Now let’s look at the revenue side of the cable business: A subscriber in my wife’s ancestral homeland of Massapequa might pay $50 a month for basic cable. But Cablevision has to share that revenue with the programmers – a few pennies per month per subscriber for niche channels like National Geographic, but more than $3 a month for behemoths like ESPN. Basic cable is a nice business, but not an obscene one.

The obscene ones are those the cable companies entered in the last decade: digital telephone service, and high-speed Internet. They had to upgrade their wiring – and for a company like Cablevision, that meant shelling out billions. But once they did, they could offer bundles of service with essentially zero added cost.

Think about that for a second: They already paid for the wires past your house. If they can get you to sign up, they collect $30 to $40 a month for high-speed Internet. Their cost?

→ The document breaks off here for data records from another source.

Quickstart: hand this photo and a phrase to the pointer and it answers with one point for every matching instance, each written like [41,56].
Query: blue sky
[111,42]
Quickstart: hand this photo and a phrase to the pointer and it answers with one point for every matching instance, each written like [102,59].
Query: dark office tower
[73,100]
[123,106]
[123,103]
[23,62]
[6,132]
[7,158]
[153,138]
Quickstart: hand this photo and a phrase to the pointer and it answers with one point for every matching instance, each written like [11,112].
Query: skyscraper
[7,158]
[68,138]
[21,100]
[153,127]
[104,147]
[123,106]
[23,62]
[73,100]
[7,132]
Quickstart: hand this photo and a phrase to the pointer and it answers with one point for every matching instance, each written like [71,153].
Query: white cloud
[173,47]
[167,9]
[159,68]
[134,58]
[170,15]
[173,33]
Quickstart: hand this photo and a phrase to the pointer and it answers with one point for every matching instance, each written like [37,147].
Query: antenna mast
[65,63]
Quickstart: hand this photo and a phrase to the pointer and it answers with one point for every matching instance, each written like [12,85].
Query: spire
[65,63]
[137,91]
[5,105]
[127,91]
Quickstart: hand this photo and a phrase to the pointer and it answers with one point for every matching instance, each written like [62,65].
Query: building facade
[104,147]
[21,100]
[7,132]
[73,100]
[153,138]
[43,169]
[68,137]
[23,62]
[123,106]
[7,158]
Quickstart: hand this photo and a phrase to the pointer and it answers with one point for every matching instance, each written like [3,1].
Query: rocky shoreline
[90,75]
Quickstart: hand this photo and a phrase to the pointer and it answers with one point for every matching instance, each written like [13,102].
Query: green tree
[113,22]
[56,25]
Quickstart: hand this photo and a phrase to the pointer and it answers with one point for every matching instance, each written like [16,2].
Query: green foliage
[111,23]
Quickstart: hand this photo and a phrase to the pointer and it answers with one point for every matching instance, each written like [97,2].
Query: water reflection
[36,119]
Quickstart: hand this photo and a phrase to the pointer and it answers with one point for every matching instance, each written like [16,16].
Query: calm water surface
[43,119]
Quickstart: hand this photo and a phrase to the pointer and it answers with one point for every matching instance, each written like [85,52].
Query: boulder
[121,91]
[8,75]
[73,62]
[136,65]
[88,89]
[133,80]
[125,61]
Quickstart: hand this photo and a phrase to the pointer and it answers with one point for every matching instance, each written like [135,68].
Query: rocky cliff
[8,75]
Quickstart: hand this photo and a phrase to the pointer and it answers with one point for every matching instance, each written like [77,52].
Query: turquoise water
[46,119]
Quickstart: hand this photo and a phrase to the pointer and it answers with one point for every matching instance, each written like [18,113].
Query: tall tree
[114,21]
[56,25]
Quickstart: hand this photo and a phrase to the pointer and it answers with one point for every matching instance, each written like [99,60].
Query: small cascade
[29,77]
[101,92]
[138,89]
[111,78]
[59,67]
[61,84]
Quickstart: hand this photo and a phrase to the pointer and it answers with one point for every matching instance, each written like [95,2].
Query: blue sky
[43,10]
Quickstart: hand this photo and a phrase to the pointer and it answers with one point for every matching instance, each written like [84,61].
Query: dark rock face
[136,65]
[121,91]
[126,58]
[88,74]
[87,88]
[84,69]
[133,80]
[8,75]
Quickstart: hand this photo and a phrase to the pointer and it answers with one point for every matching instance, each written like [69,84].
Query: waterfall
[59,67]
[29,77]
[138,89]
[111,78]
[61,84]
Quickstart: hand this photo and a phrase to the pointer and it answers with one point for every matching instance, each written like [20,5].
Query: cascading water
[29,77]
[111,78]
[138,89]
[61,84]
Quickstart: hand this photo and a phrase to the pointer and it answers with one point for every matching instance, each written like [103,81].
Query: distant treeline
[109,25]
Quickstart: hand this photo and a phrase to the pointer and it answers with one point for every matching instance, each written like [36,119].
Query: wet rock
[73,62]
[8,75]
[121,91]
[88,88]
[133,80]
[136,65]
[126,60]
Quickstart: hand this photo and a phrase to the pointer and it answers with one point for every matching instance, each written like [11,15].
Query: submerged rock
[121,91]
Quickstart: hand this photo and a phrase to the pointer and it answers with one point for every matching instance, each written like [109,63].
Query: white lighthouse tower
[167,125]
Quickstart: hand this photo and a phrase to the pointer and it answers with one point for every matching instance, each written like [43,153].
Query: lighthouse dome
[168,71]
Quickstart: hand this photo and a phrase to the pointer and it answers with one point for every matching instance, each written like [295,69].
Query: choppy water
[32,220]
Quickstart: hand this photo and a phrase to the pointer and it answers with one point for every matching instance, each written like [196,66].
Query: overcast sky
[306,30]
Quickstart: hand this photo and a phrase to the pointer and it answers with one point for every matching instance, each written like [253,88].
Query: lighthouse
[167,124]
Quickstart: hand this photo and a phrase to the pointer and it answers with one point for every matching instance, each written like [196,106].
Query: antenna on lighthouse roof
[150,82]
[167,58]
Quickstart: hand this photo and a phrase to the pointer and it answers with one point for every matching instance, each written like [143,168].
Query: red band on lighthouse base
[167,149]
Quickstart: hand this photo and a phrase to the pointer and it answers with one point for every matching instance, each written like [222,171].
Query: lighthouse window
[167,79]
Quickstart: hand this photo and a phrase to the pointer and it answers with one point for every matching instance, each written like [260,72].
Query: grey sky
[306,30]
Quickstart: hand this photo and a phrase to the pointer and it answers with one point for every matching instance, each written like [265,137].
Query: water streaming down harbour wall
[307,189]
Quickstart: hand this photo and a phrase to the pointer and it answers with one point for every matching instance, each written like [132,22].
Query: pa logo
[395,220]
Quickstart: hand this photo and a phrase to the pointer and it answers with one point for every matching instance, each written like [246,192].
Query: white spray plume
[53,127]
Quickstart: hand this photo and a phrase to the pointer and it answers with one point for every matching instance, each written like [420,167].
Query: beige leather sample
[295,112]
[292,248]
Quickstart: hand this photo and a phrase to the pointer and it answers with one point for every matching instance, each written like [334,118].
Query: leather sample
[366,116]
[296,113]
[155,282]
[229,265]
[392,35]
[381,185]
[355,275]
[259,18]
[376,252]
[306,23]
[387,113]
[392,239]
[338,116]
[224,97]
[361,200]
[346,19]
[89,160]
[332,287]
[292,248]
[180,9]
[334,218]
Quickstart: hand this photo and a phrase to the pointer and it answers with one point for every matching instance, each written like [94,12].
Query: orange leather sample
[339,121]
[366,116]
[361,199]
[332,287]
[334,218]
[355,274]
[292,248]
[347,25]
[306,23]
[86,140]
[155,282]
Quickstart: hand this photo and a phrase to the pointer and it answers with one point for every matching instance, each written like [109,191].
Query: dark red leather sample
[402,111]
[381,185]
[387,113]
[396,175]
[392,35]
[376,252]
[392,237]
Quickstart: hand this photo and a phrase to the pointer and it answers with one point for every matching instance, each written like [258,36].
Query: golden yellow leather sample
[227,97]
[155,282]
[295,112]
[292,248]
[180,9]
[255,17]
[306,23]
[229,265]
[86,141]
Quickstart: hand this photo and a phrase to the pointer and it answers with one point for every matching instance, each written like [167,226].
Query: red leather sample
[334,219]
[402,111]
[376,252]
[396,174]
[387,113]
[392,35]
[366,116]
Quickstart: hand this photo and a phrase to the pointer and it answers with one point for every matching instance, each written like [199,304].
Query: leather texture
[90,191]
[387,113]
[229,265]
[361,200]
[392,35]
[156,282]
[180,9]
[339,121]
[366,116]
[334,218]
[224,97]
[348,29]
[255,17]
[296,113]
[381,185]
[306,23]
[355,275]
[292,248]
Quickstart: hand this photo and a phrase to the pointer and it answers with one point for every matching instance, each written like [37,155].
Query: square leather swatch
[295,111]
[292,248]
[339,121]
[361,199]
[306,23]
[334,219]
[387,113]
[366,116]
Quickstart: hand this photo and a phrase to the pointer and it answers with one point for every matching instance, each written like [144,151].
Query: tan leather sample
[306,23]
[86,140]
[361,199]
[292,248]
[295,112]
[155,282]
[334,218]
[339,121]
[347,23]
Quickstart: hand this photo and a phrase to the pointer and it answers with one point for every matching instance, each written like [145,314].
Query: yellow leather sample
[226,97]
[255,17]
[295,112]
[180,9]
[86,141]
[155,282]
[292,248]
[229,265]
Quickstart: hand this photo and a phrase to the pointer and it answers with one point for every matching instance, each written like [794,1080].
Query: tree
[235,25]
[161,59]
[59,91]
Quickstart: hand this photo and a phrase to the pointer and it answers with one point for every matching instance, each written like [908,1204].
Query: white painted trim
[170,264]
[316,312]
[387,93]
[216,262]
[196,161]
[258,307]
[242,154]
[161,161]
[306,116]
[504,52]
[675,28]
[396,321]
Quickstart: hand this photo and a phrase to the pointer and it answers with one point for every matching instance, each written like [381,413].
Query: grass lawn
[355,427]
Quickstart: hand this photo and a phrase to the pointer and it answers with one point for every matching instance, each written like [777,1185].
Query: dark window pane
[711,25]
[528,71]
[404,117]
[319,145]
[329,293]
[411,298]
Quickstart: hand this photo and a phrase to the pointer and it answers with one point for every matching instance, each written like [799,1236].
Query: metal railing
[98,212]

A few pennies in FCC fees (oh, wait – they add those onto your bill!), a few more pennies to print the bill (oh, wait – they’re bribing you to “go green!”), maybe 40 bucks once for the cable modem (that’s why they give it to you!).

Let’s round it down and say that every Cablevision high-speed customer is worth $400 a year in profit.

That’s a fabulous business. Until, say, Verizon FiOS comes to town with a competitive product.

So the math gets really simple: If FiOs can convince a mere 100,000 people on Long Island to switch, Cablevision loses $40 million a year in profits.

If you’re Cablevision, you use every tool at your disposal to stop that. Even the blunt cudgel of a pay wall at Newsday.

I have no particular love for the spinmeisters at Cablevision, but the math backs up their words: the paywall strategy at Newsday is designed “to provide Cablevision’s high-speed Internet customers with reasons to remain with Cablevision, reasons to return to Cablevision, or reasons to choose Cablevision.”